Alunos das imediações do complexo do Alemão relatam, no papel, a rotina dos confrontos

"Fiquei com medo de a bala perdida me achar", escreve com bom humor um dos jovens de 14 a 17 anos da rede pública da região

MÁRCIA BRASIL
DA SUCURSAL DO RIO

Dois meses de rajadas de metralhadoras, tiros de fuzis, explosões, gritos de dor, desespero, o medo em cada esquina.
Com papel e caneta, alunos das escolas públicas nas imediações do complexo do Alemão (zona norte do Rio) relataram suas notícias do "front" do combate da polícia a traficantes, que já provocou 44 mortes (19 só na quarta-feira) e deixou ao menos 71 feridos.
São jovens entre 14 e 17 anos que descrevem -nas redações que produziram para as escolas onde estudam- sua visão particular da guerra travada na sua vizinhança: "A Penha [um dos cinco bairros do complexo] parecia o Iraque", "Thursday bloody thursday"(quinta sangrenta, numa referência à música "Sunday Bloody Sunday" do grupo irlandês U2, que narra um domingo idem); "melhor ter fé do que ver o "caveirão'".
Os relatos transbordam inconformidade, mas alguns arriscam até tiradas bem-humoradas: "Fiquei com medo de a bala perdida me achar", escreve um deles em uma das 50 redações às quais a Folha teve acesso sob compromisso de não revelar os autores.
"Não podia me dedicar totalmente à prova por causa do barulho dos tiros", testemunha um dos jovens. "As comunidades sofrem com a violência, milhões foram gastos com o Pan, em vez de gastar com a segurança do Estado", critica outro.
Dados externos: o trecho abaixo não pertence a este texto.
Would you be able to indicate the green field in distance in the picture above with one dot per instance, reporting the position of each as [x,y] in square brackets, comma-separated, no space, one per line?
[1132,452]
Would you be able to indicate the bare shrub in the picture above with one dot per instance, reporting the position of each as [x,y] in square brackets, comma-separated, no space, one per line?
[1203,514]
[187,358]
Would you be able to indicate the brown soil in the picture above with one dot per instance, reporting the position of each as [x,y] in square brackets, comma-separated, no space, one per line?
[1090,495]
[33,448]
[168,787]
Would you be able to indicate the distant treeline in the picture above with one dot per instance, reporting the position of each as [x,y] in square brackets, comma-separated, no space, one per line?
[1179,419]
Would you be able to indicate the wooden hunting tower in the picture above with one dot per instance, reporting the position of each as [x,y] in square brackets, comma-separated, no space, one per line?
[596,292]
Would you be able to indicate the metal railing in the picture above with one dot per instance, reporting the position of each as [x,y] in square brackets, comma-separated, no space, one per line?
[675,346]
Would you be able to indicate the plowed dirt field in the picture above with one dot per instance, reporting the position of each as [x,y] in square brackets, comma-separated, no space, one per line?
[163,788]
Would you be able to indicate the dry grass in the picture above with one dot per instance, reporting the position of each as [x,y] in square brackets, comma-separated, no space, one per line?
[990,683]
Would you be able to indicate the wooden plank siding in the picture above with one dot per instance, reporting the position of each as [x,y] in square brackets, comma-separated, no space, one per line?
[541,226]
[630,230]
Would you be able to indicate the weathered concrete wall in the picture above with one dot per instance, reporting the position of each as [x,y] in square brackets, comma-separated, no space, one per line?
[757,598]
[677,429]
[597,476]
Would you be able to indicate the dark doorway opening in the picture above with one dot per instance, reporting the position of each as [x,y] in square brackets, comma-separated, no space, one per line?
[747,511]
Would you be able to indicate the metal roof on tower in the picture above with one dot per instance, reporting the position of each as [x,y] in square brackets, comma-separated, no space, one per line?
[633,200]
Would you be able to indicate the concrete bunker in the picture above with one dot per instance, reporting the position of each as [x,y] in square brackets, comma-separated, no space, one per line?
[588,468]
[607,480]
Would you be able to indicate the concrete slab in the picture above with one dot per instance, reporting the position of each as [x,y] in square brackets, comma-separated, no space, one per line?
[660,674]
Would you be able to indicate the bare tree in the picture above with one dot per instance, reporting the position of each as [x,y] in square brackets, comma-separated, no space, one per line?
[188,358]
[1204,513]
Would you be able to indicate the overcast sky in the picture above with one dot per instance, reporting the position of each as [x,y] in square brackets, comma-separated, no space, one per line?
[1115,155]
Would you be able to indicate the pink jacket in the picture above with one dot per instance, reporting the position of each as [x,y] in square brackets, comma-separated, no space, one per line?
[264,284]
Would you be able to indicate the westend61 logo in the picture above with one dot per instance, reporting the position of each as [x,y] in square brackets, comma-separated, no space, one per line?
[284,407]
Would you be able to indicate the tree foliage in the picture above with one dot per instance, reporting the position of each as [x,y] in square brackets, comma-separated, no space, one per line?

A proximidade com a criminalidade e a desconfiança em relação às forças de segurança do Estado também é relatada. "Eu tenho mais medo de polícia do que do bandido. Bandido eu vejo todos os dias."
Há acusações de violência policial. "Soube que colocaram um menino dentro do tal "caveirão", onde foi espancado e depois solto", testemunha um adolescente. "Eu soube de um garoto morto na laje ao subir para ver a caixa-d'água metralhada; acharam que ele era traficante", declara outro.
Os alunos também revelam a preocupação com o prolongamento do conflito.
"O que mais choca é que quem sofre mais somos nós, os inocentes." Ou: "Estou cada vez mais traumatizado... e isso está acontecendo freqüentemente; estou com medo até de vir estudar".
Os detalhes remetem a um diário de guerra: "Quinta-feira, dia 3/5/07, acordei às 6h como sempre. Mas agora, em vez do barulho do despertador, ouvi helicópteros sobrevoando o morro. Passei o dia todo em casa escutando tudo o que acontecia e me sentindo na Segunda Guerra Mundial."
A religiosidade é uma das saídas para parte dos alunos para suportar os efeitos do conflito. "Necessito mais de fé e de coragem para viver e ouvir todo esse confronto." Mas há quem defenda soluções mais terrenas: "A gente não pode ficar esperando a ajuda dos céus. A mudança tem que começar por nós mesmos".